First of all, I think a clothing guide for autistics is a good idea. It stands to reason that some of us who have never had an obsession related to fashion or clothing might not be aware of the basic social rules for dressing and selecting clothing.

I agree with this statement:

tharn wrote:
Clothing can be a powerful means of self-expression; knowing what messages you're sending is a skill that could potentially come in handy. *shrugs*


But I must point out that clothing sends different messages to different people. No matter what you wear, some people will love it, some will hate it, and some will be indifferent to it. In other words, what you wear will always attract some people and repel others. This is inevitable, but I have found there are two common ways to deal with it.

One approach is to design your outfits to attract people you are most likely to become friends with and repel people you are least likely to become friends with. This can be done in numerous different ways. The easiest method is to simply dress like your current friends or people you would like to have as friends, ideally putting your own spin on it so that you don't look like you're literally imitating other people. The advantage for people on the spectrum is that the clothes communicate for you, which helps if you're not very outgoing.
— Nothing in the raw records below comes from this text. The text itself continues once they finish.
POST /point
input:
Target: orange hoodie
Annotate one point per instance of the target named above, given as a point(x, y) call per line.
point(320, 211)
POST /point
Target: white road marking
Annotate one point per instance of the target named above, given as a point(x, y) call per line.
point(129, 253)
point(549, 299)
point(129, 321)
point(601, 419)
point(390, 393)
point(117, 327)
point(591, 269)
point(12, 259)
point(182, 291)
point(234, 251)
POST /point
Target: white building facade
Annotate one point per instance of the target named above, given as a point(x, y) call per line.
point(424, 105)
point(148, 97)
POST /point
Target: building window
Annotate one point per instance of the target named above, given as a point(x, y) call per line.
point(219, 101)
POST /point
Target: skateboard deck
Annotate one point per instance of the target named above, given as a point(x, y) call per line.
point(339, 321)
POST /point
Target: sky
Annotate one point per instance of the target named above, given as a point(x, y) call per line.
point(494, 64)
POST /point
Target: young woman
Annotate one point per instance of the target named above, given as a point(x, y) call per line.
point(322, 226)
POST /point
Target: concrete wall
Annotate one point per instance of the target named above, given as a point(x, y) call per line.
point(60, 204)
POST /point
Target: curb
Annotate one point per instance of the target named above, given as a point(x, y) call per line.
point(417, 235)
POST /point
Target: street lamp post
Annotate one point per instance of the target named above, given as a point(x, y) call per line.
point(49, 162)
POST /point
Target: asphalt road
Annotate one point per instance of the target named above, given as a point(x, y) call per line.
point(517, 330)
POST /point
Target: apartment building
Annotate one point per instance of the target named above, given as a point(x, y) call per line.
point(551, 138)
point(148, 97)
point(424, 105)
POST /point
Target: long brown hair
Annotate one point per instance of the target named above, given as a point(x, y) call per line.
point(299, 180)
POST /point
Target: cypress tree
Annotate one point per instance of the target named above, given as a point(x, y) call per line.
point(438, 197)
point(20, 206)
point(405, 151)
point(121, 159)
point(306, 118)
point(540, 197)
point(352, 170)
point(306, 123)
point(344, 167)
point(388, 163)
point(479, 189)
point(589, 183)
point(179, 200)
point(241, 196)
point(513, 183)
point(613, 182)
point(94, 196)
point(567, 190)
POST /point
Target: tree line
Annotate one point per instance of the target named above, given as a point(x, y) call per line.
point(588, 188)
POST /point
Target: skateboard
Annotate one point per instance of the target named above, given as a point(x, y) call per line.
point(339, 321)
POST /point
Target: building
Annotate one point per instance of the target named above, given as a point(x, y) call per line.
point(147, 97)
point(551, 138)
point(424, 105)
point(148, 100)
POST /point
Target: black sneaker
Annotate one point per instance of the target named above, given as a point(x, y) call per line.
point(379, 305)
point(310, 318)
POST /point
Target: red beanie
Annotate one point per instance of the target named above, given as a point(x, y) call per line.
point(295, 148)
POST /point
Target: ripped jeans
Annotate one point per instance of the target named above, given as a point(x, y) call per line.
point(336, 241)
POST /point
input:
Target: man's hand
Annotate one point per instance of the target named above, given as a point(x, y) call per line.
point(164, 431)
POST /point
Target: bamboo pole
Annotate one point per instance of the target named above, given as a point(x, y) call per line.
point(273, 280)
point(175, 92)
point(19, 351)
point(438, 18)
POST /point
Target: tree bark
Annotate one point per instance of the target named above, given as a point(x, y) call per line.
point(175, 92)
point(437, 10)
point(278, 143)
The other approach is to try to dress in a manner that is likely to offend as few people as possible. I can't say much about this approach because it does not come naturally to me - if I try to dress in a neutral and highly unoffensive manner, I think I look boring. However, I think this is the way in which most people dress. The advantage for people on the spectrum is that it's easy to dress this way and it can help you to avoid unwanted attention (of any kind).